Getting Started with Couchbase Enterprise Analytics SDK

Introduction

Couchbase Enterprise Analytics is a new server from Couchbase that specializes in complex queries on data from multiple sources. It’s not an operational database, but a highly scalable and flexible reporting database that is optimized for cloud and AI use-cases using JSON as its data storage type. It’s classified as a Columnar database which are a type of database optimized for data-warehousing and analytics.

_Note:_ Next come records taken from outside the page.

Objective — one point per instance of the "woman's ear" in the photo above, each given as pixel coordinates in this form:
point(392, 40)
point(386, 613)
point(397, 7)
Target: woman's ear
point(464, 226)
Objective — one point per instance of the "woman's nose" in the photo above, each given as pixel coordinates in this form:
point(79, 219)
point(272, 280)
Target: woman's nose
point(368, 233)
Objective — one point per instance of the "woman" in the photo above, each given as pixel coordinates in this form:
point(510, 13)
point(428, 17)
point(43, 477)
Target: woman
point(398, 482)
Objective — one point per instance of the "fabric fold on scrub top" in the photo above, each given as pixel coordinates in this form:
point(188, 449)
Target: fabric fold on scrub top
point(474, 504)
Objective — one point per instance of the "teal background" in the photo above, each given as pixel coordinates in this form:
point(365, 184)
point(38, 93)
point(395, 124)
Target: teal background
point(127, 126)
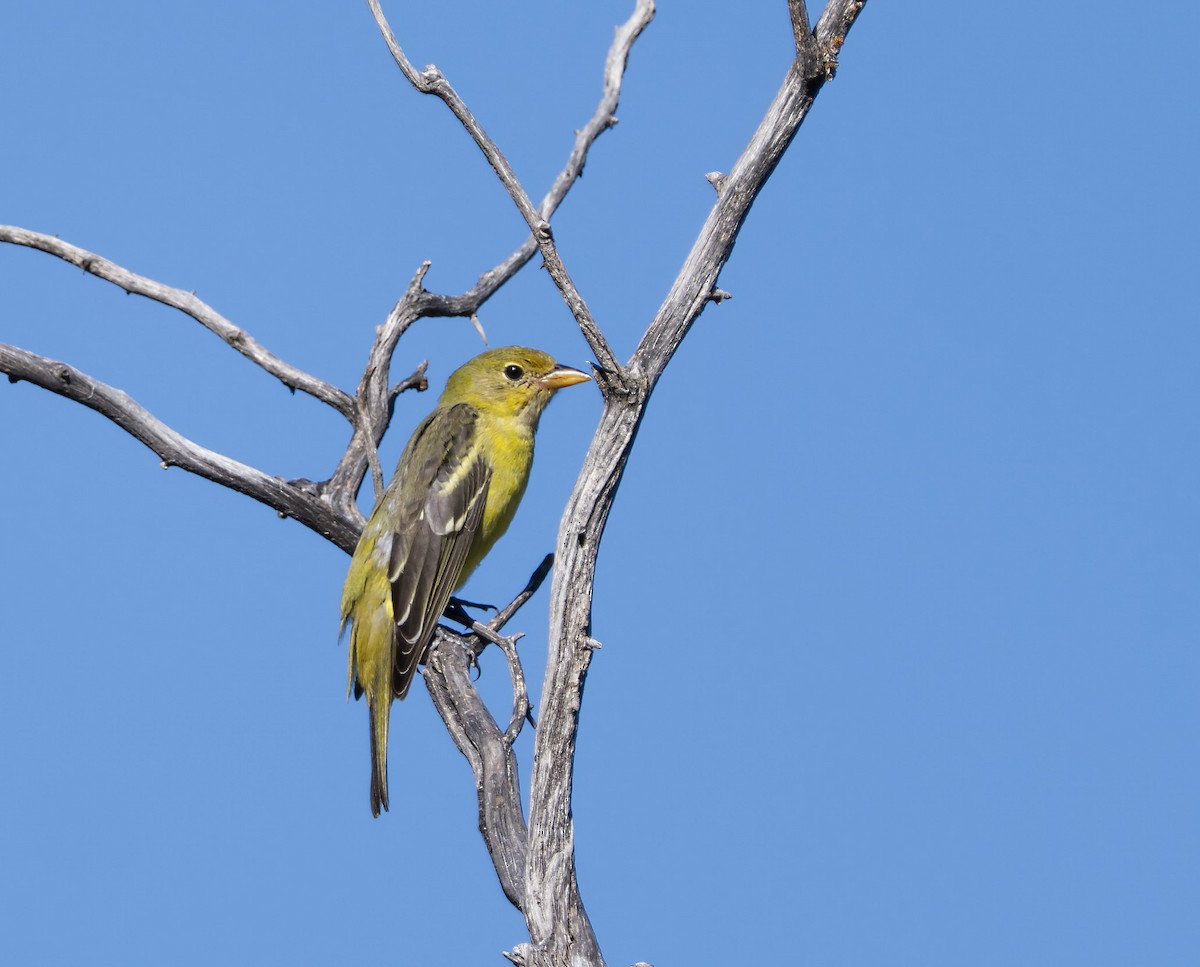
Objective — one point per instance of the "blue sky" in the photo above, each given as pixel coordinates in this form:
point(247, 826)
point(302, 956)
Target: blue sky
point(898, 598)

In this post, I will concentrate not on what the Couchbase Enterprise Analytics is or does, but on using the new Couchbase Enterprise Analytics SDK – new SDK for connecting to and running queries against the Couchbase Enterprise Analytics Server.

A Little History

Couchbase actually has a couple of “Analytics” products:

  • Capella Analytics- A cloud based data-base-as-a-service (DBaaS) that is based upon a column-orientated Log-Structured (LSM) b-tree structured storage engine that expands the Capalla cloud service for AI and advanced workflows.
  • CBAS (Couchbase Analytics Service) – that runs on-premise and specializes in operational and real-time reporting. This is the original Couchbase Analytics and it runs as a server on a traditional Couchbase cluster similar to the Query service, but with a different focus on reporting.
  • Finally, Couchbase Enterprise Analytics which runs as a separate cluster and service and is specialized towards AI and ML workflows, advanced reporting in a highly scalable fashion combining multiple data sources into a single platform.

Which one use is dependent on your application or use-case with CBAS intended for smaller, more simpler implementations, Capella Analytics to allow the flexibility of the cloud with respect to scaling and quickly tailoring resources to your usage – think AI, and Analytics Enterprise when you need a enterprise worthy work-horse designed for data and resource intensive AI/ML applications.

The Couchbase Enterprise SDK

This is a new SDK, completely different from the traditional Couchbase SDK used by both the Capella Analytics/Columnar and CBAS. The API is superficially very similar. If you have experience with the operational SDK, you can leverage that expertise.

Note that the Operational SDK will not work with the Couchbase Enterprise Analytics Server. Similarly, the Enterprise Analytics SDK does not work with Capella Analytics or CBAS.

The Couchbase Analytics SDK has support for GOlang, C++, Java, Python etc, however, in this post I will concentrate on the .NET version written in C# and currently available as a release candidate (RC) for .NET10.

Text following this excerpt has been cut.